Неслучайно этот мотив человеческой тоски, которая обуяла Машку, усиливается от страницы к странице. Машка просит Ненашева разрешить ей посмотреть кино: “мне надоело радио. Мне надоели детские передачи. Я хочу смотреть кино. Почему ты не пускаешь меня в клуб?

— Тебе нельзя в клуб, глупая.

— А я хочу…

Ненашев поморщился и выключил дешифратор (аппарат, “озвучивавший” мысли Машки — Ю.М.). Динамик замолк. Слышно было жалобное помыкивание Машки. Я уже не понимал, что она говорила. Она смотрела на Ненашева, должно быть, на что-то жаловалась, в ее глазах стояла человеческая тоска”.

Когда возникает вопрос о дальнейшей судьбе Машки, Ненашев с завидной беззаботностью отвечает:

“— Ну… Я еще не думал. Отправлю ее в зоосад.

— В зоосад принимают только животных.

— Ах, ты опять про это.

— Да, опять про это.

— Тогда выстроим Машке отдельный павильон, она того заслуживает. Самая знаменитая корова в мире, подумай! Журналисты будут брать у нее интервью. Будут снимать в кино.

— А Машке это понравится?

— А чего ее спрашивать? Вот еще новости”.
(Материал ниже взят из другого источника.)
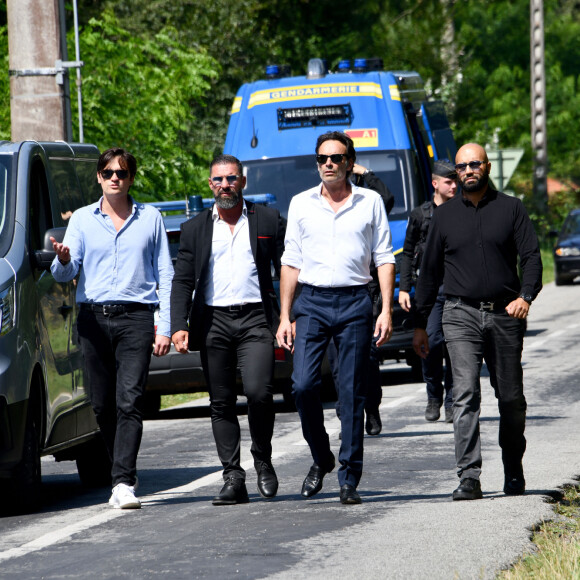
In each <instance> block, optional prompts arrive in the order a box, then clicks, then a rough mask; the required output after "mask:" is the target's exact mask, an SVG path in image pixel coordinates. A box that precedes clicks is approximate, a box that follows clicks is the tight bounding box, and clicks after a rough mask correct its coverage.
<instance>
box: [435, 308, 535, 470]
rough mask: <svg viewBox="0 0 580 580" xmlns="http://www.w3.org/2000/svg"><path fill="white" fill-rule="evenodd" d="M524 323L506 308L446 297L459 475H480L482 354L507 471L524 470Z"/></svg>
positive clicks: (443, 326) (524, 446) (455, 441)
mask: <svg viewBox="0 0 580 580" xmlns="http://www.w3.org/2000/svg"><path fill="white" fill-rule="evenodd" d="M524 330H525V323H524V321H523V320H520V319H517V318H512V317H510V316H508V314H507V313H506V312H505V311H504V310H497V311H492V312H489V311H484V310H478V309H476V308H473V307H471V306H468V305H466V304H463V303H461V302H452V301H449V300H447V301H446V302H445V305H444V308H443V332H444V334H445V340H446V342H447V348H448V351H449V356H450V357H451V367H452V370H453V407H454V412H453V430H454V434H455V458H456V461H457V474H458V476H459V477H460V478H463V477H471V478H474V479H479V475H480V473H481V463H482V461H481V443H480V435H479V414H480V406H481V384H480V373H481V366H482V362H483V360H485V362H486V364H487V368H488V370H489V375H490V381H491V386H492V387H493V389H494V392H495V396H496V398H497V401H498V408H499V415H500V419H499V444H500V447H501V449H502V460H503V464H504V471H505V474H506V476H509V477H518V476H522V475H523V471H522V457H523V455H524V452H525V449H526V439H525V437H524V429H525V423H526V399H525V397H524V385H523V372H522V364H521V358H522V348H523V340H524Z"/></svg>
Так нарастает противостояние между Ненашевым и его оппонентом. Ненашев не хочет, не может согласиться с тем, что Машка уже не корова.

“— Опять!.. Тогда что же она такое? Человек?
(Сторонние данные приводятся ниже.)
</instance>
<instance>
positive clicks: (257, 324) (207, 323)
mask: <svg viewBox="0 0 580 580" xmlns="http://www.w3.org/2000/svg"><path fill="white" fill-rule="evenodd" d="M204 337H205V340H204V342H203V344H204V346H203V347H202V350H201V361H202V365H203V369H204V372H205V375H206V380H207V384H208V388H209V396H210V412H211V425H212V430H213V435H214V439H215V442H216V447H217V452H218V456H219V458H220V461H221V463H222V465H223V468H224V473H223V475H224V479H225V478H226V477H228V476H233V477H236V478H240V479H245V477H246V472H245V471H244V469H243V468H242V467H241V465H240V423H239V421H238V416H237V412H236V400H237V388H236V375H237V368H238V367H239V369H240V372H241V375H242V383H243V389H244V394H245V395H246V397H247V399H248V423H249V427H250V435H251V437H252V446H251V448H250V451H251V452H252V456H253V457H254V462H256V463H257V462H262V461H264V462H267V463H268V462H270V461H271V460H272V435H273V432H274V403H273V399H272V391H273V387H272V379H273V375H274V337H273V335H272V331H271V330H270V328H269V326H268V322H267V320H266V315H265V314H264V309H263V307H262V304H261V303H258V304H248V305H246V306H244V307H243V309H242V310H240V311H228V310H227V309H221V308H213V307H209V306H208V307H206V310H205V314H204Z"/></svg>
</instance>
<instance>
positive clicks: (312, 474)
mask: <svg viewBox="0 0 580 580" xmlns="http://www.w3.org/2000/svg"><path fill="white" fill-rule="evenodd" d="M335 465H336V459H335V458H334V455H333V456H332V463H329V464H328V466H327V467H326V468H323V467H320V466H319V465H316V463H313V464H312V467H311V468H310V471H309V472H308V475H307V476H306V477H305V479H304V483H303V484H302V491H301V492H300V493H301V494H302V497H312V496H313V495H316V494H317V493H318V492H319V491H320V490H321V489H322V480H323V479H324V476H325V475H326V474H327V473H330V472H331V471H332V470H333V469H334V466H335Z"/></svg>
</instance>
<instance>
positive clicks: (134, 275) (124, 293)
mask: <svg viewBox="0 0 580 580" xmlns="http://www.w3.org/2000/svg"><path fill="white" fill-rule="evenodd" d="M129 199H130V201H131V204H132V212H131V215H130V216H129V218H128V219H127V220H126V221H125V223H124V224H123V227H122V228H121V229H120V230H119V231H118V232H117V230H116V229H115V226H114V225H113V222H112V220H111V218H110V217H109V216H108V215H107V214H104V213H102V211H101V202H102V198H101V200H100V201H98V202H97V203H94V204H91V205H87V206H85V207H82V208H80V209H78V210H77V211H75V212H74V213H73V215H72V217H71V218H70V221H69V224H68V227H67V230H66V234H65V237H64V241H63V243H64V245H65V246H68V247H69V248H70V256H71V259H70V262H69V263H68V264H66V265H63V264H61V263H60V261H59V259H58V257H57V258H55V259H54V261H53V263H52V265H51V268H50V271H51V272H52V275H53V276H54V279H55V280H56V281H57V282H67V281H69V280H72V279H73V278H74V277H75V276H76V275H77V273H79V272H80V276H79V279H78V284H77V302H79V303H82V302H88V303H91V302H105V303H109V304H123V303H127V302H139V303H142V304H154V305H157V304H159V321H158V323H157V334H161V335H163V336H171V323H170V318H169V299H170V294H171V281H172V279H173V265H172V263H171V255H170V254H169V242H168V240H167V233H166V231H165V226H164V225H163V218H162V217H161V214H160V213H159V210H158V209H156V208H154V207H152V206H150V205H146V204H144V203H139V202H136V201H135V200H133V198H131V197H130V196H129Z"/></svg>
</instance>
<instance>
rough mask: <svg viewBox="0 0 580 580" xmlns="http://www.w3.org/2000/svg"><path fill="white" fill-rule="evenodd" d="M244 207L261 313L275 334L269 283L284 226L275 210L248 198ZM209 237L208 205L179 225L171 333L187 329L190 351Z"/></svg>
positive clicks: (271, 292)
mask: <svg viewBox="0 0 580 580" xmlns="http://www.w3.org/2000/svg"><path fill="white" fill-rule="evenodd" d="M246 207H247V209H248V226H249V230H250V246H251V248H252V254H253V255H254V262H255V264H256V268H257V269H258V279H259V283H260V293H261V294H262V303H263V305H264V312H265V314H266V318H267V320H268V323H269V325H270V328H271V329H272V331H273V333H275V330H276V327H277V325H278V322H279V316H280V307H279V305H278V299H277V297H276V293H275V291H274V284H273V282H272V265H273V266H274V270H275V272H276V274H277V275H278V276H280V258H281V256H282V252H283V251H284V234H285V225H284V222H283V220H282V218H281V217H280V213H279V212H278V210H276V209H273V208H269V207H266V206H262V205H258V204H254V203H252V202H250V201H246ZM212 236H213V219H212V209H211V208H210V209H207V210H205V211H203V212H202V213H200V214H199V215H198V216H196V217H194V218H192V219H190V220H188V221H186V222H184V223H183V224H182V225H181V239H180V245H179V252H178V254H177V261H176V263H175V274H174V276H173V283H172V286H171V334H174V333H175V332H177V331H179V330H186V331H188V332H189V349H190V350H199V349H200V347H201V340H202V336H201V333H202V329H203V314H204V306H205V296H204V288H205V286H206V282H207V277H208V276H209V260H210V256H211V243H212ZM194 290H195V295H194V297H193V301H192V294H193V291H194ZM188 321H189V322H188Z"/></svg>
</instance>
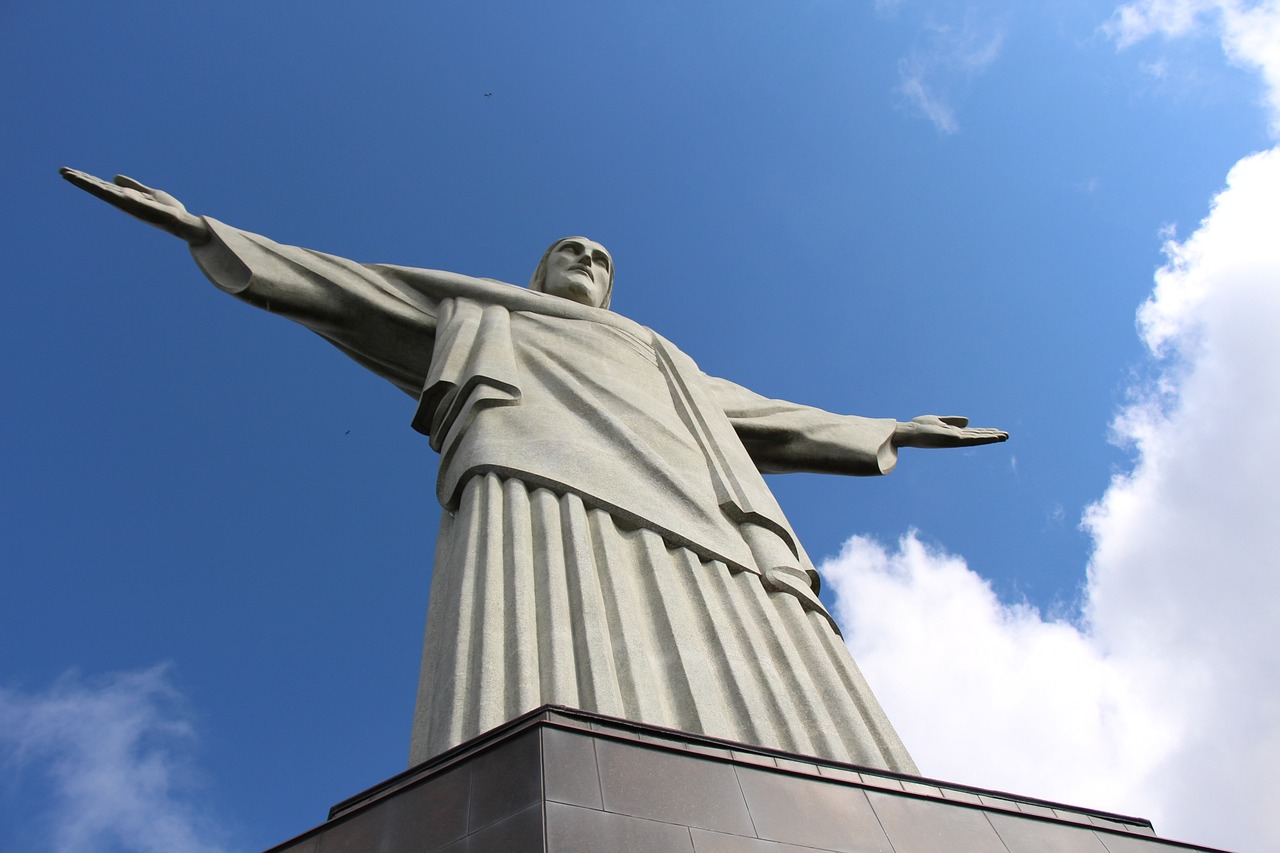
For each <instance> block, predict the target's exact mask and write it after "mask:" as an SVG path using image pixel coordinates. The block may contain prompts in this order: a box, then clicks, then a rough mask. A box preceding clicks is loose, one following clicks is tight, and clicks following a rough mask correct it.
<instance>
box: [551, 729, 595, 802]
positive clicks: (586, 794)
mask: <svg viewBox="0 0 1280 853" xmlns="http://www.w3.org/2000/svg"><path fill="white" fill-rule="evenodd" d="M543 784H544V785H545V786H547V799H549V800H554V802H557V803H568V804H571V806H586V807H588V808H604V800H603V798H602V797H600V774H599V770H598V768H596V766H595V743H594V740H593V739H591V738H589V736H585V735H580V734H575V733H572V731H562V730H559V729H544V730H543Z"/></svg>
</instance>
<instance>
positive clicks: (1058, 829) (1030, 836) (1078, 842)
mask: <svg viewBox="0 0 1280 853" xmlns="http://www.w3.org/2000/svg"><path fill="white" fill-rule="evenodd" d="M987 818H988V820H989V821H991V825H992V826H995V827H996V833H997V834H998V835H1000V840H1002V841H1004V843H1005V847H1007V848H1009V853H1107V848H1105V847H1103V845H1102V841H1100V840H1098V836H1097V835H1096V834H1094V833H1093V830H1091V829H1088V827H1085V826H1065V825H1062V824H1052V822H1050V821H1037V820H1033V818H1030V817H1018V816H1016V815H1001V813H998V812H992V813H989V815H988V816H987Z"/></svg>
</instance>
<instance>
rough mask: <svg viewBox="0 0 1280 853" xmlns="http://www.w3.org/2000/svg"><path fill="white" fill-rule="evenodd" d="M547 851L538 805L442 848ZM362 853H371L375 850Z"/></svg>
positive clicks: (482, 852)
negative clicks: (545, 843) (545, 849)
mask: <svg viewBox="0 0 1280 853" xmlns="http://www.w3.org/2000/svg"><path fill="white" fill-rule="evenodd" d="M544 850H545V847H544V845H543V804H541V803H535V804H534V806H530V807H529V808H526V809H524V811H522V812H516V813H515V815H512V816H509V817H506V818H503V820H500V821H498V822H497V824H490V825H489V826H486V827H484V829H483V830H480V831H477V833H472V834H471V835H467V836H466V838H465V839H462V840H460V841H454V843H453V844H449V845H448V847H445V848H440V853H544ZM362 853H372V848H371V849H370V850H364V852H362ZM378 853H383V852H381V850H379V852H378ZM385 853H410V850H403V852H402V850H387V852H385ZM412 853H417V852H416V850H413V852H412Z"/></svg>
— Не человек, но существо, наделенное разумом, поэтому и не животное, в прямом понимании слова. И не важно, что у нее рога и копыта, и внешний облик так отличен от человеческого. У нее — разум! И по всем законам она требует такого же отношения и внимания, как к человеку…”

Здесь парадоксальность ситуации как нельзя лучше служит уточнению мысли. Дело не в юридическом обосновании данного казуса — корова, мыслящая и чувствующая, как человек. Центр тяжести здесь в другом: в ЧЕЛОВЕЧЕСКОМ ОТНОШЕНИИ ко всему живому, тем более мыслящему и разумному.
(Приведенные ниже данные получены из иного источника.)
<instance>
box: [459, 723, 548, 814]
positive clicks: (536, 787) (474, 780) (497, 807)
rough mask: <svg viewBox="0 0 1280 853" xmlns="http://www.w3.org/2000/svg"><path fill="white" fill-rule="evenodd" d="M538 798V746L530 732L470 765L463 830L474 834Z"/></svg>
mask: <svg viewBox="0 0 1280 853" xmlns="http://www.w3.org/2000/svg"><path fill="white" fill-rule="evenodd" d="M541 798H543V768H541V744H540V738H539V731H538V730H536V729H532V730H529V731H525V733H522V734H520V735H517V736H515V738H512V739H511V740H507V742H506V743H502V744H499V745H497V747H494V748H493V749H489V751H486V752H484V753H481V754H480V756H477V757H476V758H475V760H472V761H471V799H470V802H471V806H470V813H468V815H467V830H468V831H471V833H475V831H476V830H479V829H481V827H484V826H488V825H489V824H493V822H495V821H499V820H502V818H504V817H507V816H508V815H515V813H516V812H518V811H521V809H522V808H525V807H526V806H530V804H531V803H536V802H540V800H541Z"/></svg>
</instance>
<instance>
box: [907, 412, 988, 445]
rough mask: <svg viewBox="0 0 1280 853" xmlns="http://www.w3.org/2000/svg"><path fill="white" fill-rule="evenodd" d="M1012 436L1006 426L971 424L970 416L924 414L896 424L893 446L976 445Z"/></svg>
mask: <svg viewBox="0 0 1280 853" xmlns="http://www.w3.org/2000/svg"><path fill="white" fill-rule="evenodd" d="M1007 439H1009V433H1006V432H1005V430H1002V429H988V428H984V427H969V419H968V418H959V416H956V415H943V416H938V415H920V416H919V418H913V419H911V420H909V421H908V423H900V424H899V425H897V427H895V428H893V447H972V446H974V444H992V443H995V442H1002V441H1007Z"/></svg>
Но как раз это для Ненашева — пустой звук, эфемерность, нелепость. Единственное, что может его заставить изменить свое отношение к Машке, — угроза юридической ответственности, а не отвлеченные рассуждения о совести, человечности.

Но юридическую сторону дела Ненашев уже продумал — и, как следовало ожидать, пришел к выводу о правомерности своих действий: “У меня есть документ, в котором подписью и печатью удостоверяется, что вместе с избой и надворными постройками, с усадьбой в пять сотых гектара мне принадлежит также корова белая, с рыжими пятнами, по кличке “Машка”. По всем существующим законам я являюсь хозяином этой коровы и волен использовать ее, как мне заблагорассудится. Могу ее доить, могу заколоть на мясо. Тем более могу провести над ней опыты, во имя науки. Вот и вся моя юридическая ответственность. Я закона не нарушил, и судить меня не за что”.

Так — в соответствии с логикой, которой ученый владеет хорошо, — Ненашев не оставляет камня на камне от обвинений, опирающихся на статьи и параграфы законов.

Что же касается общечеловеческой морали, то, как уже говорилось, ее для Ненашева не существует.

Уже были поводы обращать внимание на мастерство Михеева-психолога. И в этом рассказе есть немало эпизодов, в которых сказалось умение писателя проникнуть в чувства своего героя, постичь образ его мыслей. Очень наглядно это проявилось в такой сцене. Ненашев просит своего оппонента: “Я сегодня Машку накормить не успел… Может быть, пройдешься с ней в лесок, на травку. Тебе все равно, где гулять, а ее одну я выпускать не решаюсь. К тебе она хорошо относится. Даже спрашивала. Вот только поговорить тебе с ней не удастся. Дешифратор не работает, батареи сели… Да вы и без дешифратора друг друга поймете. Коровам, говорят, тоже свойственно сентиментальное восприятие мира. Родство душ, а?”